In New Jersey, you can file for divorce based on your spouse's affair. The process is generally the same as the other at-fault divorce grounds, except the law doesn't require you to be a resident of New Jersey for a specific period before you can file. This is much more lenient than the one-year residency requirement in other types of divorce.
It's important to understand that if you allege adultery as a reason for divorce, like any other grounds, you'll need to prove it. For example, in one New Jersey case, a wife produced evidence that for one week her husband lived in a one-bedroom apartment with an unidentified woman. This information was enough to convince the court that the husband committed adultery, and the judge granted the wife's request for a fault-based divorce.
Yes. Spouses who can agree on all their major legal issues, like property division, custody, child support, and alimony, can file together and request an uncontested divorce. In this type of legal action, both spouses will provide the court with a signed divorce settlement agreement.
If you disagree on any issue before the judge signs the agreement, you have the option to go to trial. Likewise, if you're going through a no-fault or fault divorce process and you can agree on all of your divorce-related matters, you can ask the judge to change it to an uncontested divorce.
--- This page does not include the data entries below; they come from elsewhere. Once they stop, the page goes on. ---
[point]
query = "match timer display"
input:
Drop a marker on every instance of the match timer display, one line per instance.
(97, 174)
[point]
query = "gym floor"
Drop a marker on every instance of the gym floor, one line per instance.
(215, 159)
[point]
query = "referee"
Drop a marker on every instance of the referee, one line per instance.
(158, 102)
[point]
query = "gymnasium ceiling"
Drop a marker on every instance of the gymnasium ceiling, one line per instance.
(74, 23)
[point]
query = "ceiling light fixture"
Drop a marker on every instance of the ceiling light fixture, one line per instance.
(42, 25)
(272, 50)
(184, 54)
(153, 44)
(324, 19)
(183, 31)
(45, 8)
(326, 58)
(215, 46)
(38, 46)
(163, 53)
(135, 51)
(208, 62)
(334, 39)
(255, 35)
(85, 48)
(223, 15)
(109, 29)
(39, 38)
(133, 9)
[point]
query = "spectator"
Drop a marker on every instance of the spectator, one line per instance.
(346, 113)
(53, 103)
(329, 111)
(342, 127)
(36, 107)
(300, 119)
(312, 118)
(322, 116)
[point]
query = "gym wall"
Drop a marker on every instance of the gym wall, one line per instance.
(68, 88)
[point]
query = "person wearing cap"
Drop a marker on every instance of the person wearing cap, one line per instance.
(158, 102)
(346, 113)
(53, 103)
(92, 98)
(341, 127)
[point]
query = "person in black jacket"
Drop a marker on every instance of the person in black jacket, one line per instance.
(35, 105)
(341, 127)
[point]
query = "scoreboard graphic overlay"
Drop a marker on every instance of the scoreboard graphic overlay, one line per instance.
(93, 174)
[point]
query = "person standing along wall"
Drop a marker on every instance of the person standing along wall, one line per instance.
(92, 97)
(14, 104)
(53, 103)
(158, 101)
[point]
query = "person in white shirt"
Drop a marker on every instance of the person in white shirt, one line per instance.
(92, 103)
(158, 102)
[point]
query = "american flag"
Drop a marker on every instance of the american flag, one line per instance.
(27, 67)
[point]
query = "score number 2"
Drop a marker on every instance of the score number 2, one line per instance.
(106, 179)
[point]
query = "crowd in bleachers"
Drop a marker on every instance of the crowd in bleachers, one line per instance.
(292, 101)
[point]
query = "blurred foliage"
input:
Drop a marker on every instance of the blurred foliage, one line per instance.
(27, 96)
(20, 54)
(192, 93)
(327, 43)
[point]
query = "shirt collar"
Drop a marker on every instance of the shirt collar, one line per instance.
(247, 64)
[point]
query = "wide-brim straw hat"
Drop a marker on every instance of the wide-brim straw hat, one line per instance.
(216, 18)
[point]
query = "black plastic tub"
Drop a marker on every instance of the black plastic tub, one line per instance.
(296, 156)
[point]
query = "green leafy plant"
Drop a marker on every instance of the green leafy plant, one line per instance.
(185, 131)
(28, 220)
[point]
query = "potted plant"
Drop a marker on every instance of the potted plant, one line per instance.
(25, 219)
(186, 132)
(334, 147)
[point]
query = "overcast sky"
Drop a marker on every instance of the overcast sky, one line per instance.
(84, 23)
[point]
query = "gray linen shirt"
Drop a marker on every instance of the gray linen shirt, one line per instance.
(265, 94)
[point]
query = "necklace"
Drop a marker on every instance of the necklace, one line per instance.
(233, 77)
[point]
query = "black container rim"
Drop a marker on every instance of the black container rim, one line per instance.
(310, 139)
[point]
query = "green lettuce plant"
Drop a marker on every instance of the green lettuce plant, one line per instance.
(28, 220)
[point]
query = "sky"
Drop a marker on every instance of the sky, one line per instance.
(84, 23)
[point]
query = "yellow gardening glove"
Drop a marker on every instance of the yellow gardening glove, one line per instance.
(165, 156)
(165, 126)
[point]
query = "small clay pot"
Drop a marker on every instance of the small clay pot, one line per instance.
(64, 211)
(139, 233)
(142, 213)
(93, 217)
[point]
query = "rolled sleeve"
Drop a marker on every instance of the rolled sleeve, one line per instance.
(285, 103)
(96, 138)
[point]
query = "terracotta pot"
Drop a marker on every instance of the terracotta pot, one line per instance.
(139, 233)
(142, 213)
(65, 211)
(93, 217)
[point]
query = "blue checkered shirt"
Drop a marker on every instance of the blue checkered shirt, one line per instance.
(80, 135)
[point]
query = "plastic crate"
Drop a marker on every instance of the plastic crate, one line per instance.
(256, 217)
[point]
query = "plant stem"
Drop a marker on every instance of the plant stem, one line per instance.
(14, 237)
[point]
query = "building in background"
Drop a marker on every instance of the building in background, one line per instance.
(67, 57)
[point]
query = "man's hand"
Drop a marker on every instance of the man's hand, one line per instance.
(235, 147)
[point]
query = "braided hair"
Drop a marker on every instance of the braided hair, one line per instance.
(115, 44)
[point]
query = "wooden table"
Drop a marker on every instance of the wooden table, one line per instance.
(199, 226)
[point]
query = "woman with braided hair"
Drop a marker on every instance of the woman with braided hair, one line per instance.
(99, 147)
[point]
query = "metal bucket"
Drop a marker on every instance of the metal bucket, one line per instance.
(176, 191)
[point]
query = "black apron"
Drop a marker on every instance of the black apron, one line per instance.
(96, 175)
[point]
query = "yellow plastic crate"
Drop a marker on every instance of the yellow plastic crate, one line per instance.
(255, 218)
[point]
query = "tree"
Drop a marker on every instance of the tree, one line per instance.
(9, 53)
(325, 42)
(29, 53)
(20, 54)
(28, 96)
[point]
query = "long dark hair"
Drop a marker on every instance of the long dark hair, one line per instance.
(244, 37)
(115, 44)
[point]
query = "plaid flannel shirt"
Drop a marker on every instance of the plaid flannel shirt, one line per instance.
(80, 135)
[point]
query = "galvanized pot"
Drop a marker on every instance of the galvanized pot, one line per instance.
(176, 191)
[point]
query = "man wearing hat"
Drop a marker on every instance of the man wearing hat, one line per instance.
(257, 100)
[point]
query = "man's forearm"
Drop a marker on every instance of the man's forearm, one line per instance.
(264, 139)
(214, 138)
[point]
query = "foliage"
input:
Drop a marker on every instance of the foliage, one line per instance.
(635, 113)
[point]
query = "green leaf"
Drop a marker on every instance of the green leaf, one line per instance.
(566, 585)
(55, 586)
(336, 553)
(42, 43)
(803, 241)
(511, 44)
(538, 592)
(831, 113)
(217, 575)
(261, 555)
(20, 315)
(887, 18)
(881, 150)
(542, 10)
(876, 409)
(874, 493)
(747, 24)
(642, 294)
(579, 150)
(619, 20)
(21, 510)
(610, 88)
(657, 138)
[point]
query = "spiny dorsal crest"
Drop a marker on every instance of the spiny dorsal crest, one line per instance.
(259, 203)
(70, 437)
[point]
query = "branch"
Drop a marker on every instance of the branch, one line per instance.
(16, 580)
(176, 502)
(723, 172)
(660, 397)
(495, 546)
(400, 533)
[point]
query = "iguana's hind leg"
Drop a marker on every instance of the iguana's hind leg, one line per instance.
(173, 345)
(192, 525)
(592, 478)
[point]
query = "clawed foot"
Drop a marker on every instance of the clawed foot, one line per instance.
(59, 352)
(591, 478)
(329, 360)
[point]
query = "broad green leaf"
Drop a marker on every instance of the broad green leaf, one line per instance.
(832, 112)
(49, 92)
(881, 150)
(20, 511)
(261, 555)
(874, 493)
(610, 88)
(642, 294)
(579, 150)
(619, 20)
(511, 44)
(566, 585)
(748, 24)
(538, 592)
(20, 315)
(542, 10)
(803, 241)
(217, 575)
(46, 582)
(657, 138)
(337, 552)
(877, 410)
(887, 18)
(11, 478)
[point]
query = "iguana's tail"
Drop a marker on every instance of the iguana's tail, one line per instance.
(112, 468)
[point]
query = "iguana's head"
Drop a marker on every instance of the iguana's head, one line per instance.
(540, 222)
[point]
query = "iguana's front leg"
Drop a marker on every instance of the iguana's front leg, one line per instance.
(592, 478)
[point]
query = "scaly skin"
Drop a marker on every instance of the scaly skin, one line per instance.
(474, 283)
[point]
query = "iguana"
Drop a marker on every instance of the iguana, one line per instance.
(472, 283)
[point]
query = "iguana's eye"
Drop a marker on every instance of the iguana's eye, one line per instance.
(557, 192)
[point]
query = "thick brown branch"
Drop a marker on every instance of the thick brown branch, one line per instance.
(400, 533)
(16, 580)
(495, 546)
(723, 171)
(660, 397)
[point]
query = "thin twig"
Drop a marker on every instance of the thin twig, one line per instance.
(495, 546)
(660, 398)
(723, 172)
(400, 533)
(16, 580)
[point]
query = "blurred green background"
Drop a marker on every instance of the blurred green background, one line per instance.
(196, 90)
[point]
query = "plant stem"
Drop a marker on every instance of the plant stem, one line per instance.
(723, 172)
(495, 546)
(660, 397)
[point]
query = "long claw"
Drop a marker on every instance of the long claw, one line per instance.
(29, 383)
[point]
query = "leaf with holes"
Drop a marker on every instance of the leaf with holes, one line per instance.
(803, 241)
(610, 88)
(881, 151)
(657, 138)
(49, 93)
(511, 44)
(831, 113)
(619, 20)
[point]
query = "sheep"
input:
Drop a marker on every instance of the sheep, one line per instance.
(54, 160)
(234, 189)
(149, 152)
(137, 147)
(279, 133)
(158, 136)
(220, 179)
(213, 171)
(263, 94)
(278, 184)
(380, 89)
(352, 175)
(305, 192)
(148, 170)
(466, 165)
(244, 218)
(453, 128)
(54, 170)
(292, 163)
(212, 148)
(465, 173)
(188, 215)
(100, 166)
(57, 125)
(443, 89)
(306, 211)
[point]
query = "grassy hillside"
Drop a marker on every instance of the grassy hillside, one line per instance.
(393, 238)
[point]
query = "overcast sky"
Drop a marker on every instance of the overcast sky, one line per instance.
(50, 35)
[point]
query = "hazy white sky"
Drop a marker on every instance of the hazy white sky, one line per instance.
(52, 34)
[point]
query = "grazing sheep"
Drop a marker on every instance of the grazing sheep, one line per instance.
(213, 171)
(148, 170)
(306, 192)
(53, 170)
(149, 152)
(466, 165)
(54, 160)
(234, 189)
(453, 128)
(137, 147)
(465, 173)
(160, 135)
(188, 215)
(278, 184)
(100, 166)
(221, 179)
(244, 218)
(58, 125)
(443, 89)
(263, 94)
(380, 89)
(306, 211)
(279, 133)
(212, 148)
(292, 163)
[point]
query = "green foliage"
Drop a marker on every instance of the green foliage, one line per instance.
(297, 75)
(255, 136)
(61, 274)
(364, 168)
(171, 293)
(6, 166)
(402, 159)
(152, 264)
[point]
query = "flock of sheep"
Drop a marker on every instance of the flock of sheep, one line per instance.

Divorce from bed and board
Couples who wish to leave their relationship, but not necessarily end with divorce, can apply for a divorce from bed and board. Most states refer to this as a legal separation, which means that the court will resolve the same major legal issues as an absolute divorce, but the parties remain married. Neither spouse can remarry without taking steps to convert the divorce from bed and board to a full divorce, which can be expensive and time-consuming.
If a couple reconciles their relationship after obtaining a divorce from bed and board, they can petition the court to revoke or suspend the order, which allows them to avoid the expense of getting remarried.
Divorce from bed and board may seem unorthodox, but for some couples, their religion may prevent them from obtaining a typical divorce. In other families, divorce may not be what's best for the children, and this may provide the family with a better alternative.